Cette œuvre, en dépit de sa facture maladroite, constitue un témoignage particulièrement précieux dédié à la représentation de l’un des faits d’armes marquants de la carrière du futur général d’Empire, mais aussi de la valeur militaire des Allobroges.

76. Série 43 J 1624. Lettre retranscrite et communiquée par Joseph Ticon, président de l’Académie chablaisienne.

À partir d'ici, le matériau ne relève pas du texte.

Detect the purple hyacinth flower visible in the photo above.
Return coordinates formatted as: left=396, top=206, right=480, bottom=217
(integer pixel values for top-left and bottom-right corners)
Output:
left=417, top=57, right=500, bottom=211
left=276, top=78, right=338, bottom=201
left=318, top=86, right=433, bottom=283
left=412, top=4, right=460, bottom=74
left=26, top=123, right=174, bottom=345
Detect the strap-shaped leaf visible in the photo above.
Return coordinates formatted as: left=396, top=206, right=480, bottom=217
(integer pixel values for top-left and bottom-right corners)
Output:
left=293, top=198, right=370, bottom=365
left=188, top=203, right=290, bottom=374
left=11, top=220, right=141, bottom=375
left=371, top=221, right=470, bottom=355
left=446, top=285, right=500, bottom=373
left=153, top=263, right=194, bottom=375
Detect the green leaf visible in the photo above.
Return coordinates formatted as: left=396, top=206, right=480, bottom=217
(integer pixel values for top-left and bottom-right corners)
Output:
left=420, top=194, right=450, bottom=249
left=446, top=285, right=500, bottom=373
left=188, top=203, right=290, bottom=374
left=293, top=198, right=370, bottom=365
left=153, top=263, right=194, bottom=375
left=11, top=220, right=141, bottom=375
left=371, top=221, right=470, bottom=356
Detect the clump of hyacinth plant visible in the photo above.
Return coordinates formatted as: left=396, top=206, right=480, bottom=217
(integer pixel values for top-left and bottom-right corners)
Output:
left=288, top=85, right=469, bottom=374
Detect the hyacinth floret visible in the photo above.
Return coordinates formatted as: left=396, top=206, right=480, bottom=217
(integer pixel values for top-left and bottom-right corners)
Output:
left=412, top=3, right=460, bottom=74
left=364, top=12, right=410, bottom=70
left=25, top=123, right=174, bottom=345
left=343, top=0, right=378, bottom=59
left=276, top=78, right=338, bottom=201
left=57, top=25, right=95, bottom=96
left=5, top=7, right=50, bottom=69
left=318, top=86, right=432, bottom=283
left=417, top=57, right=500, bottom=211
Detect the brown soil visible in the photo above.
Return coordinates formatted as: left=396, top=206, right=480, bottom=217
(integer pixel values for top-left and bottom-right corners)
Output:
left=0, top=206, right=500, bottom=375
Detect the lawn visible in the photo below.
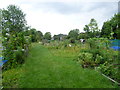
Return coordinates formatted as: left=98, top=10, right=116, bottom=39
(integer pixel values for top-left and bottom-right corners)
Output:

77. Une telle erreur d’identification venant d’un officier, lui-même acteur de l’événement, est surprenante, puisque les soldats représentés sont des carabiniers à pied et non des grenadiers. Il est possible que François Dessaix ait confondu avec les grenadiers de la 25e demibrigade de ligne, venus appuyer l’assaut de la 4e demi-brigade légère sur les batteries autrichiennes défendant la position de Mori.

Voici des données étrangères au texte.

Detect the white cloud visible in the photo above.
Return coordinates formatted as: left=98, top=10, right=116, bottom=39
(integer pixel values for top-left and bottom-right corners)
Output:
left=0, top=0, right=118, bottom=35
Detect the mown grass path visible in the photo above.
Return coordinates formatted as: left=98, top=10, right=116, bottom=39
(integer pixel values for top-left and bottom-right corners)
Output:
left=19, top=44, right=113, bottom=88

78. Joseph Dessaix et André Folliet, Étude historique sur la Révolution et l’Empire en Savoie. Le général Dessaix, sa vie politique et militaire, Annecy, L’Hoste, 1879 ; Martial Chablais, Le Général Dessaix, Thononles-Bains, Jules Masson, 1910 ; André Folliet, Les volontaires de la Savoie, 1792-1799, Paris, Librairie militaire de L. Baudouin et Cie, 1887.

79. Série 43 J 1624, op. cit

80. Joseph Dessaix et André Folliet, Étude historique sur la Révolution et l’Empire en Savoie. Le général Dessaix, sa vie politique et militaire, Annecy, L’Hoste, 1879 ; Martial Chablais, Le Général Dessaix, Thononles-Bains, Jules Masson, 1910 ; André Folliet, Les volontaires de la Savoie, 1792-1799, Paris, Librairie militaire de L. Baudouin et Cie, 1887.

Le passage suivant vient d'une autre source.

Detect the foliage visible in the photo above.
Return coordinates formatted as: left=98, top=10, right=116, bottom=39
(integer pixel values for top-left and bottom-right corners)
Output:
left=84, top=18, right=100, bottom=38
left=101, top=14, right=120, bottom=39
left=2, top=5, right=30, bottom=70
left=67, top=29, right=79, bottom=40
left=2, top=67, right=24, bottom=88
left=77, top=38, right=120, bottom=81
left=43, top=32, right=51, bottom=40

81. Ce fait est particulièrement fréquent sur les textiles de cette époque, ce que nous avons pu constater sur plusieurs uniformes du Premier Empire conservés, à l’image notamment de deux uniformes de colonel des chasseurs à cheval de la Garde ayant appartenu à Napoléon Ier dont la couleur vert foncé initiale a tourné au bleu. Ces deux habits-vestes sont respectivement conservés aux musées de Sens et au Palais Fesch, musée des Beaux-Arts d’Ajaccio.